Cortisone as a drug

With the successful treatment of the young American cortisone was quickly established as a drug. In the fifties, the new drug was mainly used internally for the treatment of rheumatism with great success. And also in dermatology cortisone prevailed quickly. In fact, by that time, there was no agent that was as fast and effective in the treatment of inflammatory skin diseases.

The effect of cortisone as an active ingredient

It is now known that cortisone has different effects and can be used differently, because it:

  • inhibits inflammation
  • suppresses immunological / allergic reactions
  • slows down an accelerated cell division
  • can reduce brain edema
  • prevents vomiting after taking certain cancer drugs

These effects are based on the fact that the hormone in the cell nucleus triggers the formation of certain protein bodies, which in turn generate reactions. Therefore, the effect of the drug occurs at the earliest after 30 minutes. However, this effect is only achieved if the hormone is administered at a higher dosage than is present in the body.

At extremely high dosages, the hormone accumulates directly in the cell walls and can then act immediately. Doctors make use of this mechanism when, for example, tissue swelling conditions hinder breathing or even shock states threaten the patient's life.

Variety of cortisone preparations

The original cortisone is still used in patients with limited adrenal cortex. For other therapeutic purposes, various cortisone preparations have been developed by chemical changes, all of which have the same effect in the body, but differ by the strength of action and their behavior in the organism.

Especially the cortisone-containing ointments that are used in skin diseases have benefited from drug research in recent years. Today, there are a number of ointments and creams that have no effect on the whole organism even after prolonged use on the skin, but only have an effect locally on the skin.

Also, patients with inflammatory bowel disease, asthma or inflammatory rheumatic diseases have benefited from this development.

Descendants of cortisone

There are now numerous synthetically produced derivatives of cortisone, such as betamethasone, triamcinolone, dexamethasone, prednisolone, prednisone, mometasone and fluticasone. The active ingredient is used in:

  • Asthma and nasal sprays
  • eye drop
  • Liquid for spraying (injections)
  • Anoint
  • creams
  • suppository
  • tablets

For the long-term treatment of chronic diseases, they can be dosed very low or used selectively and therefore cause hardly any problems.

Internal use of cortisone

Inflammatory reactions are symptoms of many diseases such as asthma, chronic obstructive pulmonary disease (COPD), rheumatism or kidney disease. Cortisone and its derivatives are indispensable for therapy as they are still the most effective anti-inflammatories that medicine knows.

Allergic diseases are also often associated with the inflammation of the affected organs. Corticosteroids are also used here to stem the inflammatory reactions.

The symptoms can be lessened with this therapy or sometimes disappear altogether. Cortisone preparations can also prevent a so-called change of floors from hay fever to chronic asthma.

Here are 3 rules for the internal use of cortisone:

  1. Since the adrenal cortex pours out most of the cortisone in the morning, you should take the entire daily dose before 8 o'clock. This is how you imitate the natural daily rhythm of the body.
  2. Corticosteroids must be gradually withdrawn in order to prevent the symptoms from increasing when the medication is suddenly discontinued (rebound effect). One then speaks of a tapering of the therapy.
  3. The systemic, ie the internal use of corticosteroids must not take place without medical control for a long time (longer than 3 to 4 weeks) and in high doses (more than 10 milligrams / day), otherwise the known side effects such as weight gain, water retention im Tissue, osteoporosis or a disorder of sugar metabolism.

External use of cortisone

Corticosteroids are particularly effective against inflammatory skin diseases - typical signs such as redness, swelling, warming and pain pass quickly.
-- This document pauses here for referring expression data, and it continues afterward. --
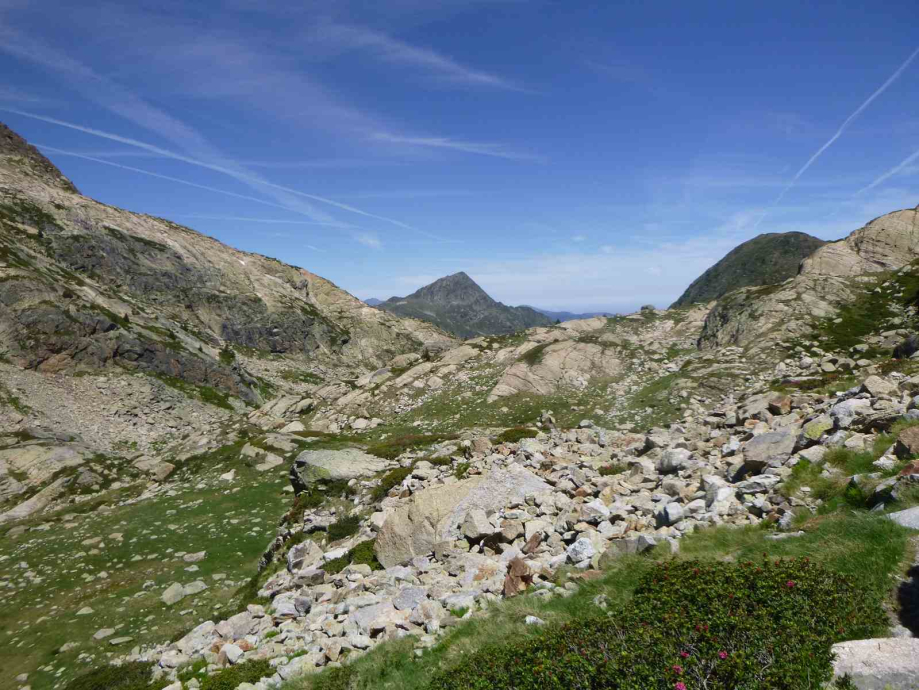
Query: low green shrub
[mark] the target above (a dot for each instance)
(362, 554)
(691, 624)
(131, 676)
(229, 678)
(515, 435)
(344, 527)
(315, 495)
(850, 461)
(390, 480)
(392, 448)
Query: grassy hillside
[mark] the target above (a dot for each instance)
(765, 260)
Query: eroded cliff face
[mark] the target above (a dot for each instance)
(885, 244)
(831, 276)
(83, 284)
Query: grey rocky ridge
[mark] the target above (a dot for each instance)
(244, 464)
(458, 305)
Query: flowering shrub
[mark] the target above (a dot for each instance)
(692, 624)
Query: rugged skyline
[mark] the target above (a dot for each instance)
(573, 157)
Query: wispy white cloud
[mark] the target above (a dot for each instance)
(479, 148)
(369, 239)
(170, 178)
(216, 168)
(410, 194)
(392, 50)
(121, 101)
(842, 128)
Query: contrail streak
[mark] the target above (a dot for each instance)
(226, 171)
(858, 111)
(171, 179)
(248, 219)
(890, 173)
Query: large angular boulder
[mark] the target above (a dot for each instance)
(907, 443)
(846, 412)
(318, 465)
(880, 664)
(773, 448)
(436, 514)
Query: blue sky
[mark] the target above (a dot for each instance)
(571, 155)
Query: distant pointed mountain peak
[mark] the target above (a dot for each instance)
(460, 306)
(457, 288)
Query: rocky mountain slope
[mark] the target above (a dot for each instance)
(247, 468)
(458, 305)
(765, 260)
(124, 332)
(568, 315)
(89, 285)
(836, 281)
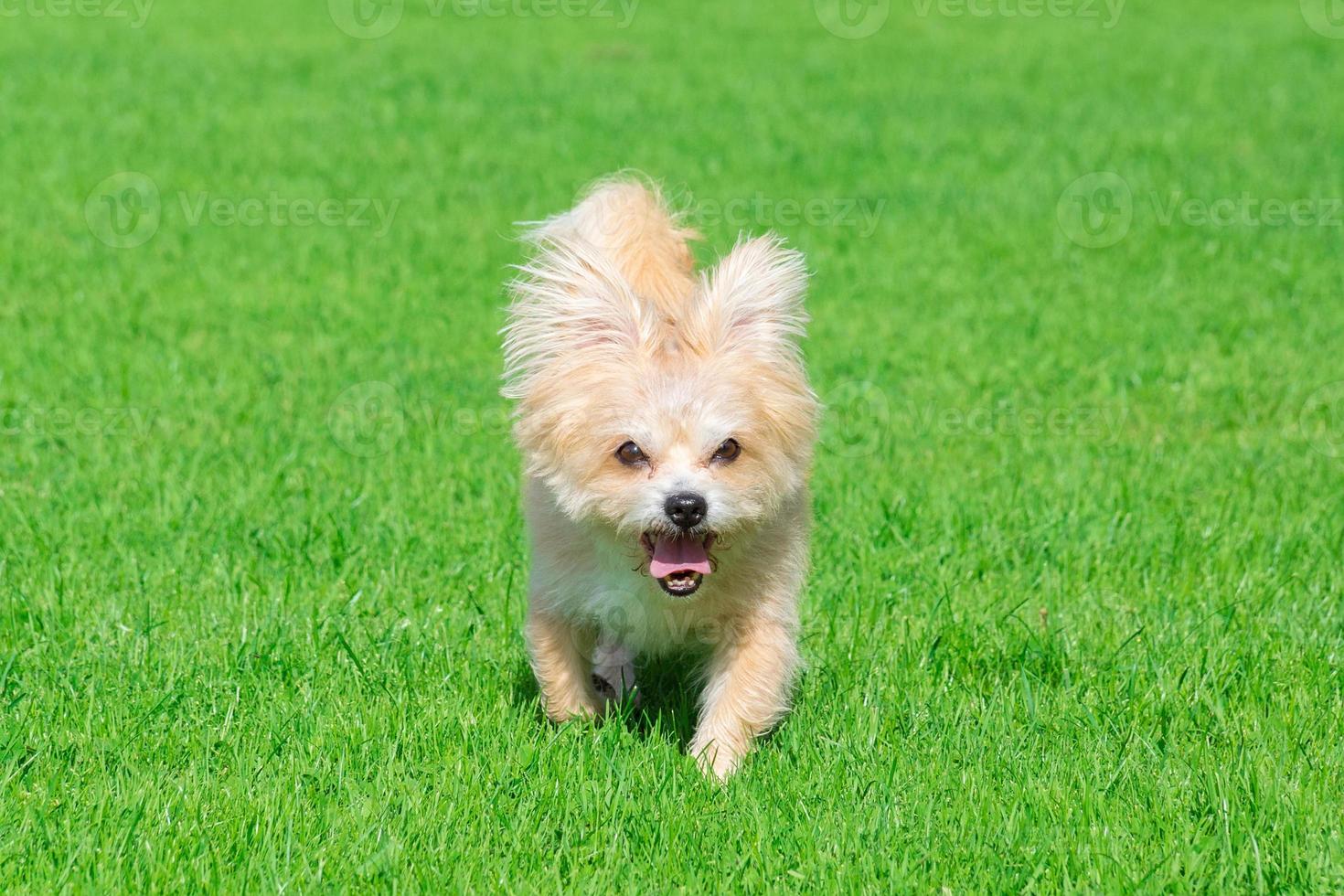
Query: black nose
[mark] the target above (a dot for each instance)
(686, 508)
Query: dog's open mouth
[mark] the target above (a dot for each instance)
(679, 563)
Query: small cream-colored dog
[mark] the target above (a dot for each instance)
(667, 427)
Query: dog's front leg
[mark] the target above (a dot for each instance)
(560, 661)
(746, 689)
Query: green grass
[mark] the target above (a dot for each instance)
(1074, 621)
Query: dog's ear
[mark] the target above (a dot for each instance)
(752, 301)
(571, 306)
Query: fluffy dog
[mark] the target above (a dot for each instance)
(667, 429)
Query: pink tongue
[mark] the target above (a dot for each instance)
(677, 555)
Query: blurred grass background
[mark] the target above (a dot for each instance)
(1074, 621)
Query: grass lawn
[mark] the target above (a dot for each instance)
(1074, 621)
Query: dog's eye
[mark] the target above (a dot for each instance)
(728, 452)
(631, 454)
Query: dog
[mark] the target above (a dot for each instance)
(667, 430)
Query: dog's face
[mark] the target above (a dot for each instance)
(674, 434)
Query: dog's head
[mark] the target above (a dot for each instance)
(674, 432)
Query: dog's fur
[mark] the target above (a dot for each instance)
(613, 338)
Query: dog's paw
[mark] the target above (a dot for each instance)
(611, 693)
(714, 761)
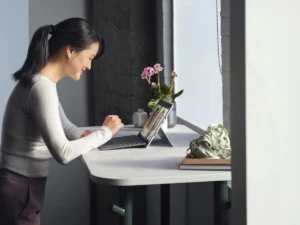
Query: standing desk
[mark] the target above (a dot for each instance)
(156, 165)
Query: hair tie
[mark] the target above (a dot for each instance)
(53, 29)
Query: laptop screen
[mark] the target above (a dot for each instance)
(159, 113)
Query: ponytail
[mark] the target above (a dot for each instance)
(37, 55)
(75, 32)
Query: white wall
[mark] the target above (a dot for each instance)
(272, 112)
(13, 45)
(196, 61)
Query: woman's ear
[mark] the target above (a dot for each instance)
(70, 51)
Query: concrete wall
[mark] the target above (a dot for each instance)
(13, 45)
(68, 189)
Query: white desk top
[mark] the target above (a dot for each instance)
(156, 164)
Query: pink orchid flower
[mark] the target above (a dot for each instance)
(157, 68)
(147, 72)
(174, 74)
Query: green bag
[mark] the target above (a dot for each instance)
(215, 144)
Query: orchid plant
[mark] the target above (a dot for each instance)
(164, 92)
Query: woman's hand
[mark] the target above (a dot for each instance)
(85, 133)
(114, 123)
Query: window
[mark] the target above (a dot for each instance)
(196, 62)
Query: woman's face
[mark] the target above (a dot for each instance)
(78, 62)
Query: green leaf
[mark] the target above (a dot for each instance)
(155, 89)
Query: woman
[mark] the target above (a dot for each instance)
(35, 127)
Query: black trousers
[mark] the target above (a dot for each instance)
(21, 198)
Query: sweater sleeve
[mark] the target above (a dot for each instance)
(72, 132)
(43, 106)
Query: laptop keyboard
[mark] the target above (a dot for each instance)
(126, 141)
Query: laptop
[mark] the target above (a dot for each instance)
(147, 133)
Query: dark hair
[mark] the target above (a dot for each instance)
(75, 32)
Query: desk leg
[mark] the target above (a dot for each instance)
(220, 201)
(126, 195)
(165, 204)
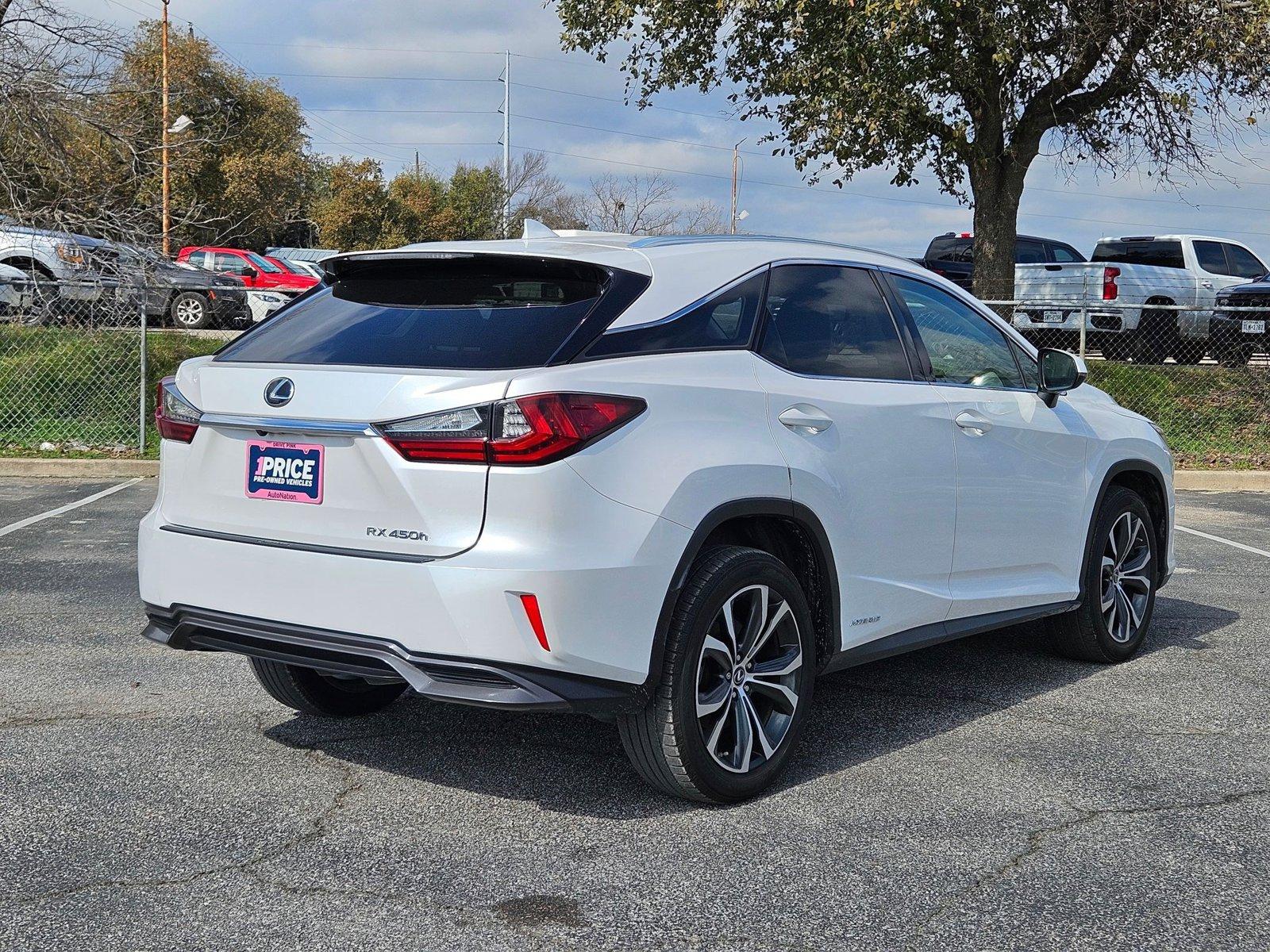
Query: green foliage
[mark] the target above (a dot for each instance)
(971, 89)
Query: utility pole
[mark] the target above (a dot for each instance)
(167, 213)
(507, 141)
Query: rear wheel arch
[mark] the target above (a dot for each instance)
(783, 528)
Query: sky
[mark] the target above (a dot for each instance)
(385, 78)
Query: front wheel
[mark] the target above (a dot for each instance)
(190, 311)
(736, 685)
(1119, 587)
(324, 695)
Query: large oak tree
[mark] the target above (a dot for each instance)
(972, 90)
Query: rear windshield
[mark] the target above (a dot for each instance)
(473, 313)
(1162, 254)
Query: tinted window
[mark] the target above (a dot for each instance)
(1028, 365)
(476, 313)
(963, 346)
(723, 321)
(1162, 254)
(831, 321)
(1210, 257)
(1029, 251)
(952, 249)
(1244, 263)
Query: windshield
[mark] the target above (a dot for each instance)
(1161, 254)
(471, 313)
(264, 264)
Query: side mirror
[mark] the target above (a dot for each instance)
(1060, 372)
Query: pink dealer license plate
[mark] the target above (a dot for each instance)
(286, 471)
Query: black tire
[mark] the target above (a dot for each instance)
(666, 742)
(317, 693)
(1083, 635)
(190, 311)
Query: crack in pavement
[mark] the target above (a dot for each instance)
(313, 829)
(1011, 710)
(1041, 838)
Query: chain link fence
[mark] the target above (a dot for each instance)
(79, 361)
(1203, 374)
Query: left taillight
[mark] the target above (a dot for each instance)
(527, 431)
(175, 418)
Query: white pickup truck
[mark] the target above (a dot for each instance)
(1146, 298)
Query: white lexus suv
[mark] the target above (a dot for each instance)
(666, 482)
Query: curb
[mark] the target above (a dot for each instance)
(79, 469)
(1223, 480)
(1208, 480)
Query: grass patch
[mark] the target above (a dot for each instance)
(79, 389)
(1213, 418)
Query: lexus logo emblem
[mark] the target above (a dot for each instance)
(279, 391)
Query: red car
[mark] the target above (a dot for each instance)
(257, 271)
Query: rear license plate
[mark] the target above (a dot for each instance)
(291, 473)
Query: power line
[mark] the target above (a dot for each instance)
(868, 197)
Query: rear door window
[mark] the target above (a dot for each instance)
(1212, 257)
(1161, 254)
(727, 321)
(1028, 251)
(461, 313)
(1244, 263)
(831, 321)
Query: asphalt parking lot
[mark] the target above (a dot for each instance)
(977, 795)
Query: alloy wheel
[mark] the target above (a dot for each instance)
(190, 311)
(747, 678)
(1126, 577)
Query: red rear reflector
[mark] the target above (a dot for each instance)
(535, 616)
(1110, 290)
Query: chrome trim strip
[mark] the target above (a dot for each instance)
(298, 546)
(289, 424)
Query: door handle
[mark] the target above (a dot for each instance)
(806, 418)
(972, 423)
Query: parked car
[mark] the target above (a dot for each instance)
(310, 268)
(952, 255)
(1132, 289)
(17, 298)
(190, 298)
(71, 273)
(1235, 336)
(256, 271)
(264, 304)
(662, 480)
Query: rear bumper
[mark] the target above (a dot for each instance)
(442, 678)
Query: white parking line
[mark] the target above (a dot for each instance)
(59, 511)
(1218, 539)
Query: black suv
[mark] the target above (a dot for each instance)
(952, 255)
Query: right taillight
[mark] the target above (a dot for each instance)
(522, 432)
(175, 418)
(1110, 290)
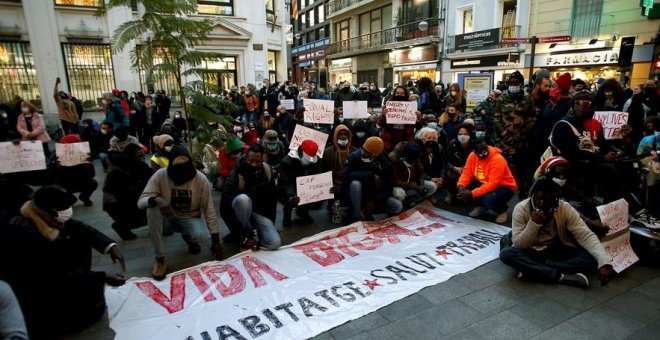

In particular itching, the classic symptom of, for example, atopic dermatitis, can be dealt with quickly with cortisone therapy.

However, when cortisone ointments are used incorrectly (for example, over a long period of time), they can make the skin thinner and ultimately cause the skin to become more susceptible to infection. Therefore, you should pay attention to the following rules:

  • As long as the condition is acute, apply as often as necessary.
  • When the symptoms subside, apply as little as necessary.
  • Use as rarely as possible in the chronic phase.